Monday, October 19, 2009

Fort Moultrie -- Acoastal Defense Fort for almost 200 years

We visited Ft. Moultrie which is located on Sullivan's Island on the north side of Charleston Harbor. The fort was first built in 1776 out of palmetto logs and earth-filled berms. The fort was not even complete when it was attacked by a large British fleet, but was successful in beating the fleet back and saving the harbor. The Commander of the force in the fort was none other than William Moultrie, who went on to become both a Major General and Governor of South Carolina. As a result of this great victory, the Fort was named in his honor after this.

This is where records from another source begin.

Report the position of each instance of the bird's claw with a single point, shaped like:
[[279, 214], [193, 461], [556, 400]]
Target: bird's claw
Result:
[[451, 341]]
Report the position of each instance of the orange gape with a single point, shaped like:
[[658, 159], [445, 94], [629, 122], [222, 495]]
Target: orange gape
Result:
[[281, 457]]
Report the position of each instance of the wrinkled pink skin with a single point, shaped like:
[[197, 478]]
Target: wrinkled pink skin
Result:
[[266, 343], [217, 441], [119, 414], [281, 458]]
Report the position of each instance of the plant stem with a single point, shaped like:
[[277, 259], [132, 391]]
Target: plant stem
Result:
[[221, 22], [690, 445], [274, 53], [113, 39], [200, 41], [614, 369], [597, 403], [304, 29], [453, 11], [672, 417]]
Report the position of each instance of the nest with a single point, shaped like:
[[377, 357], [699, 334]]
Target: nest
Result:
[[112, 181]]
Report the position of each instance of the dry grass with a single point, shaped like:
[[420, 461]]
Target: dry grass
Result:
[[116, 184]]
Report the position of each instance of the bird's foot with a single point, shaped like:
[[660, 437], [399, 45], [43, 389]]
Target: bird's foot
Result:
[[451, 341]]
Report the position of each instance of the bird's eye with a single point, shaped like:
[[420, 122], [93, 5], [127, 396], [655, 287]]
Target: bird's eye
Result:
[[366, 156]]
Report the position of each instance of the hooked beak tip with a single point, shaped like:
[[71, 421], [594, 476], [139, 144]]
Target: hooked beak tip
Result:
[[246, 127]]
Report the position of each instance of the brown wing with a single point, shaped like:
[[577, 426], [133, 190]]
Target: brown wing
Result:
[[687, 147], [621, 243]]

Orinda is looking at the powder magazine and contrary to her happy smile, she was not pleased to be in this confined space!

The Fort served until 1947 and went through a number of different iterations. Today, you can tour the Fort and see parts that are restored to be typical of WWII, WWI, the Spanish American War, Civil War and even earlier. Very interesting.

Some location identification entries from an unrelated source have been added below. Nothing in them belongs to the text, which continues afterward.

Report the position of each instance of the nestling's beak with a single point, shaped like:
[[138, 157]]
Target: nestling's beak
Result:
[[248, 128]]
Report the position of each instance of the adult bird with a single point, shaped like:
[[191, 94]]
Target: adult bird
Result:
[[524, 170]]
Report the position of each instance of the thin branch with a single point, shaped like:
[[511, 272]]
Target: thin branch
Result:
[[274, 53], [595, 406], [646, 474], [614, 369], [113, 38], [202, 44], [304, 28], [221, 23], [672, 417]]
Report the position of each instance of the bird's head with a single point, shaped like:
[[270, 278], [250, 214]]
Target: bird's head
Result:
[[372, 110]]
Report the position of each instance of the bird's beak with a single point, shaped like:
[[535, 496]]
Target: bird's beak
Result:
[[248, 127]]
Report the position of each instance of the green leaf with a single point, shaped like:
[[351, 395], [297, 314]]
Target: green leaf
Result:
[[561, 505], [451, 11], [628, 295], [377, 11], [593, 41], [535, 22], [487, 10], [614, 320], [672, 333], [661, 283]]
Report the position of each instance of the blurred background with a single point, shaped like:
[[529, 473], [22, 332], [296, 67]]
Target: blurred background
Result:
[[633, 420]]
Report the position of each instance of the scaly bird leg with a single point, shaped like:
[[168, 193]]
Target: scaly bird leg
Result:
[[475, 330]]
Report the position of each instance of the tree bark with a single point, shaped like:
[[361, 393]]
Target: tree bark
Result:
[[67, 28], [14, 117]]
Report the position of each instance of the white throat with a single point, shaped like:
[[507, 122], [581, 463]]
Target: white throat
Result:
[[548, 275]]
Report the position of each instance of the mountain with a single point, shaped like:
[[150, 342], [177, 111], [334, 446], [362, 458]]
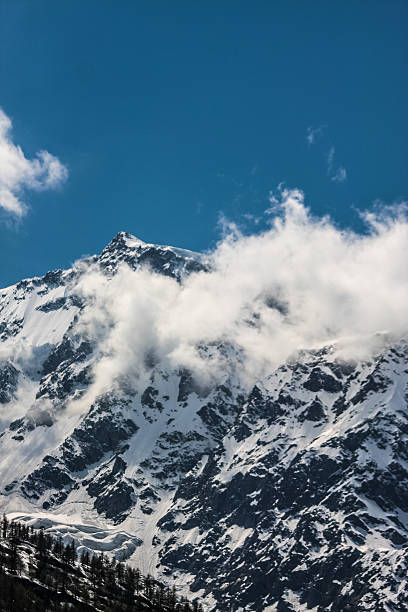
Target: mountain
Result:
[[286, 493]]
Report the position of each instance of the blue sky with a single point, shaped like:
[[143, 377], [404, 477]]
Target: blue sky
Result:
[[168, 115]]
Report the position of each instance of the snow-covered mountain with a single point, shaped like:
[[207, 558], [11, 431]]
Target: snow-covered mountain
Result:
[[290, 493]]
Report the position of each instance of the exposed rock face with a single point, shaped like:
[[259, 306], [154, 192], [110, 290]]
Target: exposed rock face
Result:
[[287, 496]]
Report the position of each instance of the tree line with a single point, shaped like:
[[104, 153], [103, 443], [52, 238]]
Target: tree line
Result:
[[39, 572]]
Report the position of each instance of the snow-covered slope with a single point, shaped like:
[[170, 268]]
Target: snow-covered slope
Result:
[[289, 494]]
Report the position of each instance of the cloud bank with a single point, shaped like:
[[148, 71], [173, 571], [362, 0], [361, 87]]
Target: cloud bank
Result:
[[301, 284], [18, 174]]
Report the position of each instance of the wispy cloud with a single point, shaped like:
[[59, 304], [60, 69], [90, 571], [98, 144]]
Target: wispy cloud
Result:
[[340, 176], [337, 174], [19, 174], [312, 133]]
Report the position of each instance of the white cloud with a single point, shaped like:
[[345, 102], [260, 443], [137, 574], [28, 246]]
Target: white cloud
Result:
[[337, 175], [18, 173], [312, 133], [303, 283], [340, 176]]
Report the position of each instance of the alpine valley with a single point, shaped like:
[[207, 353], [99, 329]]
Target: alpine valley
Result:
[[287, 494]]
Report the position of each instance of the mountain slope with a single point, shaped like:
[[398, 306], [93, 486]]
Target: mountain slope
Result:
[[286, 493]]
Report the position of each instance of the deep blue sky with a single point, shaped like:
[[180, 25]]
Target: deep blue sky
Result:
[[167, 113]]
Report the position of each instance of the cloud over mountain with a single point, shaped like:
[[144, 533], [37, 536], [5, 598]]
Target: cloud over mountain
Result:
[[300, 284]]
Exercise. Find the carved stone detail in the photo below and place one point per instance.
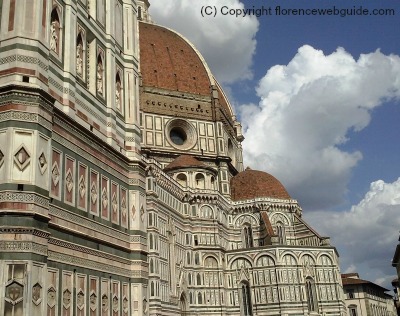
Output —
(51, 297)
(67, 298)
(22, 158)
(93, 301)
(1, 158)
(93, 193)
(115, 304)
(104, 303)
(125, 305)
(104, 198)
(82, 186)
(14, 293)
(37, 294)
(69, 180)
(55, 174)
(80, 300)
(42, 162)
(114, 203)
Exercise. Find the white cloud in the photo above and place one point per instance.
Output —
(366, 236)
(219, 39)
(306, 111)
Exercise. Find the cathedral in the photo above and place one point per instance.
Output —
(122, 185)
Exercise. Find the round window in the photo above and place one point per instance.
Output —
(178, 136)
(181, 134)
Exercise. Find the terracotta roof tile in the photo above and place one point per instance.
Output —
(251, 184)
(168, 61)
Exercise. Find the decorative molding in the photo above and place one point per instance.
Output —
(42, 163)
(20, 197)
(100, 254)
(90, 264)
(22, 157)
(23, 246)
(91, 225)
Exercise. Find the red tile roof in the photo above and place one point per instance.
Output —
(250, 184)
(168, 61)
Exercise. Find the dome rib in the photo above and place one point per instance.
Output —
(251, 184)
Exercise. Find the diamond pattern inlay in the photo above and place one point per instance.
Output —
(82, 186)
(69, 180)
(55, 174)
(42, 163)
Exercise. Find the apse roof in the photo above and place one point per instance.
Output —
(251, 184)
(169, 61)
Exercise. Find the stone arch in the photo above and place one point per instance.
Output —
(200, 181)
(55, 30)
(308, 258)
(279, 217)
(265, 261)
(238, 263)
(81, 53)
(289, 259)
(231, 152)
(206, 211)
(181, 178)
(183, 305)
(245, 218)
(118, 23)
(325, 260)
(210, 262)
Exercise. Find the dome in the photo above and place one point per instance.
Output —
(251, 184)
(168, 61)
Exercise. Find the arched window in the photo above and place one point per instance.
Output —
(100, 75)
(152, 288)
(182, 179)
(55, 33)
(190, 279)
(118, 91)
(151, 266)
(198, 279)
(247, 236)
(280, 231)
(353, 310)
(80, 55)
(212, 181)
(246, 299)
(200, 181)
(188, 258)
(151, 241)
(311, 295)
(231, 152)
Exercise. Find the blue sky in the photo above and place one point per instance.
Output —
(330, 116)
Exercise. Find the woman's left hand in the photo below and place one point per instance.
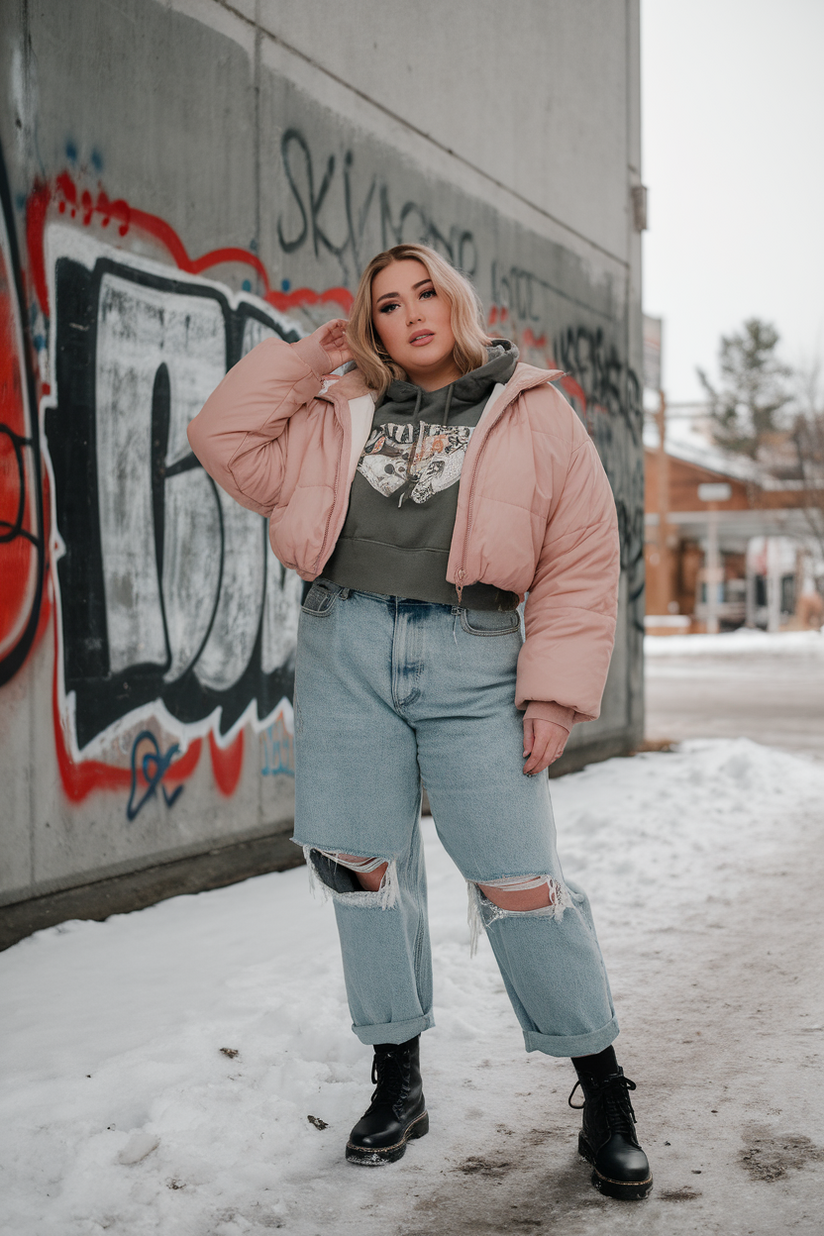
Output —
(544, 742)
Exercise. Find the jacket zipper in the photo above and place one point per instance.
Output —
(336, 490)
(460, 585)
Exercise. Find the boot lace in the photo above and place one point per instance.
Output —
(612, 1094)
(390, 1078)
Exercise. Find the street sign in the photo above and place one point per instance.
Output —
(715, 492)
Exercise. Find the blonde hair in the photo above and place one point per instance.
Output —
(471, 340)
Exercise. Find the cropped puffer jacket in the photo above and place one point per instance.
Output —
(535, 512)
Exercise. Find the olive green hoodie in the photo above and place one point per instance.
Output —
(399, 524)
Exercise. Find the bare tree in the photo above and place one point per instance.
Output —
(808, 440)
(745, 410)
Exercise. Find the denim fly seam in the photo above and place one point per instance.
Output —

Fort Moultrie's next major claim to fame is the shelling of Ft. Sumter, seen here, in the middle of Charleston Harbor. This bombardment was part of the overall action that started the Civil War.
Union forces then began a siege of both captured forts and shelled Sumter and Moultrie for some 20 months, but never succeeded in defeating them. The forts finally fell to the Union when the city of Charleston was abandoned by the Confederacy in early 1865.

There are cannons from each period that Ft. Moultrie was in service mounted behind the walls, with these representing the late 1800 era.

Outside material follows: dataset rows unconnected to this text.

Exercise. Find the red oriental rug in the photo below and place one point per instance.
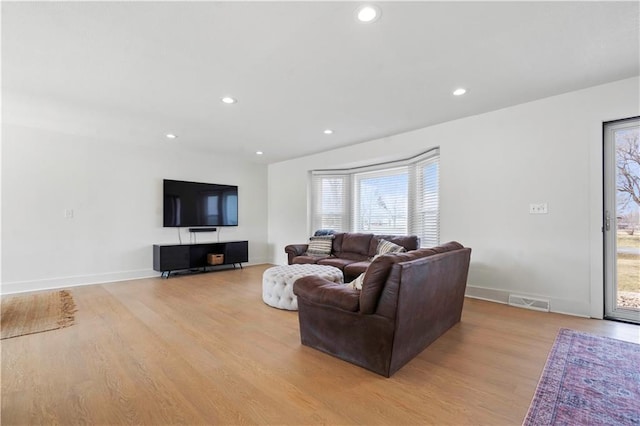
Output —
(588, 380)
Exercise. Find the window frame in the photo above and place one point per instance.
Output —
(351, 176)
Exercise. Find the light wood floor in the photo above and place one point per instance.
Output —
(205, 349)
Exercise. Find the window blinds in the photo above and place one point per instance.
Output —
(399, 198)
(381, 202)
(329, 201)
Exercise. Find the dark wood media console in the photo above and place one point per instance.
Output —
(177, 257)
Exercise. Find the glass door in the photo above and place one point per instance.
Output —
(622, 219)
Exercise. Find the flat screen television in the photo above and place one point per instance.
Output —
(199, 204)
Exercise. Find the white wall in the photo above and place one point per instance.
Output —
(492, 166)
(115, 192)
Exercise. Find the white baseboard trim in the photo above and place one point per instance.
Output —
(80, 280)
(75, 281)
(558, 306)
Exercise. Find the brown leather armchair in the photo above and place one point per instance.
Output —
(407, 301)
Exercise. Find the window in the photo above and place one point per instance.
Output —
(329, 202)
(399, 198)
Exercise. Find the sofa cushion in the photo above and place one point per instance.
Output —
(356, 243)
(320, 246)
(335, 261)
(357, 283)
(385, 246)
(409, 242)
(305, 259)
(374, 280)
(356, 268)
(320, 291)
(451, 245)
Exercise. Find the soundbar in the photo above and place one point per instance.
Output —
(203, 229)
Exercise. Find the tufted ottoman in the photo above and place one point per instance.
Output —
(277, 283)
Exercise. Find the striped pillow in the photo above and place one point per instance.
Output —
(320, 246)
(385, 246)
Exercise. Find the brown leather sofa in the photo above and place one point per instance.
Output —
(407, 301)
(351, 252)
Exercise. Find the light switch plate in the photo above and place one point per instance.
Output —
(538, 208)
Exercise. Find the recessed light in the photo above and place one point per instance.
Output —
(368, 13)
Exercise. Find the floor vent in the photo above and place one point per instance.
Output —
(529, 303)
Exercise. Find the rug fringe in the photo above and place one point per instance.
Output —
(67, 317)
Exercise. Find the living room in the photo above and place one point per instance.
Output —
(82, 180)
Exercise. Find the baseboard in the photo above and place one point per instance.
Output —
(75, 281)
(79, 280)
(559, 306)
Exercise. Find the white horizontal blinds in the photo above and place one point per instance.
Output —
(399, 198)
(381, 201)
(329, 205)
(425, 218)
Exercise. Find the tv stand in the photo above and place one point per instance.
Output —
(179, 257)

This view shows the interior of the fort where you can see the earth-filled hills that proved resistant to cannon fire. The Fort is really a great walk through time starting at the most modern time and moving back to Revolutionary War times.

1 comment:

Margie M. said...

I've been waiting for a few months for new postings. Where are you guys, and I'm hoping all is well with you. Just wanted you to know that I cared about what has become of you and your travels. Take care.